The railway blockaders have been smart, or maybe lucky, to target Canada’s railways.
They truly are the jugular throat of this nation and of almost all western Canadian farmers, who are utterly reliant on export markets.
That’s what makes resolving this situation right now so important, as is resolving the China situation in the right way.
Giving in to the demands of bullies, provocateurs and radicals might work in the short term, but in the long run it would turn these unique situations into chronic conditions.
Pay off radicals for blockading the tracks this time and they’ll likely pull the same thing some other time.
Nobody wants another Oka, but nobody can allow much of Canada’s rail system to remain shut down for long. This isn’t a peaceful protest. This is radical political hooliganism.
What’s the solution? This is one of those times when I and every sane person are happy to not be the prime minister.
The situation appears to me to not really be a manifestation of Canada’s overall indigenous situation, considering that most of the indigenous people directly affected by the Coastal GasLink pipeline have approved the project.
It’s more an outgrowth of a decade of radical actions in a variety of realms across North America in which extremists have faced almost no costs and penalties for often flagrantly illegal or destructive — even violent — behaviour.
If there are no costs to pulling these actions, and one gets a power rush out of it, why not do it?

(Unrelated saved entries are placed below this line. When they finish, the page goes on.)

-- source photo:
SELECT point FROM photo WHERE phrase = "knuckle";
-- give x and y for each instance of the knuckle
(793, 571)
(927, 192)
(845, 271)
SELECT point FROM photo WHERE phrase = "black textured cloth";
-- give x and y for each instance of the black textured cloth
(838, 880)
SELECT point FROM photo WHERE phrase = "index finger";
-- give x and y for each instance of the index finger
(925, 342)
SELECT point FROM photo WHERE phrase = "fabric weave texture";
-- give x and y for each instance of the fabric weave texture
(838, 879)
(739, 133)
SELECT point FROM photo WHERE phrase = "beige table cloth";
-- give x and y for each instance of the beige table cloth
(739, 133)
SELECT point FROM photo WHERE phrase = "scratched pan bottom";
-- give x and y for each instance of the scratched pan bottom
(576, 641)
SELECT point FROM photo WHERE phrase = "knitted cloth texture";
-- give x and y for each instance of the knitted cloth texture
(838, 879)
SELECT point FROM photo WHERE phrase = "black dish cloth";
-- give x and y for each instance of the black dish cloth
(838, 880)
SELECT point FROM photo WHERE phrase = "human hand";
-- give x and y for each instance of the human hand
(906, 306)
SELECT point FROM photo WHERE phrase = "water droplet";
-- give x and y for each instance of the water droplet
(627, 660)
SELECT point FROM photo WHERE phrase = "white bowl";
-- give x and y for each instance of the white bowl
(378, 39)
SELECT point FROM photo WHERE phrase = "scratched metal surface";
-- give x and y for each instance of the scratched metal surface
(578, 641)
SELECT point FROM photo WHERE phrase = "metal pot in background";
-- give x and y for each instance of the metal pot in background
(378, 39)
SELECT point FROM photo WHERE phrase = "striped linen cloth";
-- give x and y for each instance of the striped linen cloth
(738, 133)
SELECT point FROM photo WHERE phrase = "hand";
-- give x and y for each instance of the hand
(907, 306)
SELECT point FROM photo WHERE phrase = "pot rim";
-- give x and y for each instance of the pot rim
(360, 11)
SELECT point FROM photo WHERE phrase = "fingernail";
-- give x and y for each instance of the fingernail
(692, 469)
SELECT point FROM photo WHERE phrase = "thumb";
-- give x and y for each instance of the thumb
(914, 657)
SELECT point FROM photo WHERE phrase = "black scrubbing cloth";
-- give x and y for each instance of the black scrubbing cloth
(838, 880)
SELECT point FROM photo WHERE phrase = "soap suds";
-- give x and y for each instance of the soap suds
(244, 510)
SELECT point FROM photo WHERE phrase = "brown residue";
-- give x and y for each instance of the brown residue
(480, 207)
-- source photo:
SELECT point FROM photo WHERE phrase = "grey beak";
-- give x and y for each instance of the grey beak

That’s where the economic math is wrong here. This is a form of what economists call an “externality,” in which a third party incurs a cost or benefit unexpectedly due to another party. Farmers are paying the cost of these protests as sales and shipments slow and stall. That’s a negative externality.
The blockaders are mostly enjoying a positive externality. They’re able to cause massive losses to others, get a lot of attention, and pay little if any price.
Sincere protesters are worth talking with, but it’s hard to tell how sincere these blockaders are when they mostly aren’t paying much of a price for what they’re doing.
If they aren’t charged for illegal actions and don’t have to dig up bail money or face fines, there’s not much disincentive.
Farmers are being hit with lots of costs from this. So are millions of other Canadians. The blockaders need to carry some financial cost, too.
By the time you read this (I’m writing Feb. 21) the dispute might be over, or at least have been de-escalated.
But it would be better for it to go on than cave in to the blockaders. This nation’s railways are too important to be allowed to become a regular tool of radical politics.